God’s Country : As Bestas US edition

Invitée par le Festival de Deauville afin de recevoir un Deauville Talent Award, l’actrice Thandiwe Newton fait son retour au cinéma dans un premier rôle avec God’s Country, premier long métrage de Julian Higgins. Malgré une carrière en dents de scie depuis une dizaine d’années, c’est avec le personnage de Maeve, fille de joie de saloon qui s’affranchit pour devenir l’une des meneuses du combat d’androïdes, dans la série Westworld que Thandiwe Newton a été redécouverte. En mai 2021, elle prend la parole dans la version britannique de Vogue et demande à ce qu’on l’appelle désormais par son véritable prénom, Thandiwe, écorché lors de ses premiers castings.
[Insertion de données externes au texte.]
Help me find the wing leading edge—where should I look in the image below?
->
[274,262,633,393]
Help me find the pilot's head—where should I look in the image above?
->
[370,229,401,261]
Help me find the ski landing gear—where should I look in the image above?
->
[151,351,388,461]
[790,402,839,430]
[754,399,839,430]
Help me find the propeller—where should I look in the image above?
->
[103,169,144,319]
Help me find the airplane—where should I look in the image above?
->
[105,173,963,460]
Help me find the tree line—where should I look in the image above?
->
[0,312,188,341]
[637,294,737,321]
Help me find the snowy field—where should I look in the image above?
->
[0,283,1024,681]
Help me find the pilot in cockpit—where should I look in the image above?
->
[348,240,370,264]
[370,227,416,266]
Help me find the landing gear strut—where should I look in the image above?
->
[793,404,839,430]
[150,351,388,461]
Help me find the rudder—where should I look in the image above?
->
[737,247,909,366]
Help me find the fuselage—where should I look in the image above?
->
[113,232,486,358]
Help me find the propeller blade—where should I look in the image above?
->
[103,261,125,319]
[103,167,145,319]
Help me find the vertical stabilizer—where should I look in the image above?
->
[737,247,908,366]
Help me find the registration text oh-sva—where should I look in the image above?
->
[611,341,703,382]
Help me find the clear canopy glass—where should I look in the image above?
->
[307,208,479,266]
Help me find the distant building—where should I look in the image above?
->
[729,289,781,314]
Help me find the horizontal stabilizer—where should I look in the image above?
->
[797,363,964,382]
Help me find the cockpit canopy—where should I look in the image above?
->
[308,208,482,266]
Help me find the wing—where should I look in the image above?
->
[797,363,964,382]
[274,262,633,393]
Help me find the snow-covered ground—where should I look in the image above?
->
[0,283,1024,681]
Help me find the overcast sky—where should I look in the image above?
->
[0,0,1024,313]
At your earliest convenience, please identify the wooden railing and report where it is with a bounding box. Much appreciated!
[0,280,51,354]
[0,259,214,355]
Pour elle, c’est une première étape pour « reprendre possession de ce qui lui revient ».

En un sens, le personnage de Sandra Guidry correspond à cet état d’esprit : enseignante dans une université du Montana et endeuillée par la disparition de sa mère, elle s’empêtre dans un conflit avec deux chasseurs qui pénètrent sur ses terres. Face à cette tension grandissante, Sandra va devoir faire un choix… Ça vous rappelle un truc ? Nous aussi. Inconsciemment, God’s Country, c’est un peu un ersatz du As Bestas de Rodrigo Sorogoyen. Pour le meilleur comme pour le pire.

Avec ses couleurs froides, God’s Country installe d’emblée son atmosphère pesante, mettant en valeur les vastes montagnes d’un Montana hivernal et la petitesse des hommes qui l’habitent. Le film souligne tout autant la solitude extrême de Sandra, qui a presque tout perdu (sauf son joli petit toutou). Son équilibre précaire, qu’elle partage entre son domaine et sa vie à l’université, bascule très vite avec l’arrivée de ces deux chasseurs, dont le lien est moins évident à définir que celui des deux frères menaçants d’As Bestas. Sont-ils deux anciens détenus qui se sont liés d’amitié ? Deux amis ? Quoiqu’il en soit, l’un se veut tout de suite beaucoup plus menaçant que l’autre…

C’est un jeu du chat et de la souris qui s’installe, bien que les rôles se renversent constamment au cours du film. Sandra souhaite trouver du soutien auprès de la police pour résoudre ce conflit naissant – ou plutôt, elle a envie que Gilles Lellouche débarque pour qu’il gueule qu’on sait pas ce qu’il a vécu dans le Montana. Mais Wolf (Jeremy Bobb), le shérif par intérim, n’a pas l’air de vouloir trop se mouiller. Pire encore, ses questions sont un peu trop intrusives. L’inaction du shérif et la menace grandissante des deux chasseurs font ressurgir les angoisses de Sandra, mais surtout les secrets de son passé.

Il faudra à God’s Country un peu trop de temps pour révéler ses vraies intentions et surtout pourquoi son personnage principal semble bien mieux s’y connaître en gestion de conflit que le fameux shérif du coin. Derrière Sandra Guidry se cache tout un pan de l’histoire américaine : une femme brisée par l’ouragan Katrina et sa gestion catastrophique, qui a brisé son espoir envers les institutions établies. Cette gestion du rythme bringuebalante et l’écriture du scénario rendent le parallèle entre le passé de Sandra et sa nouvelle vie en tant qu’universitaire, gâchée par les mêmes genres d’injustices et de discriminations, un peu trop grossier. Pour autant, on pardonne au film ses problèmes de rythme : Thandiwe Newton est impériale dans le rôle d’une femme décidée à obtenir justice par tous les moyens, sans pour autant basculer dans un « Liam Neeson vengeance movie » totalement affabulé.

God’s Country, un film de Julian Higgins. Avec Thandiwe Newton, Tanaya Beatty, Jefferson White. Date de sortie française inconnue. Présenté en Première lors du 48e Festival de Deauville.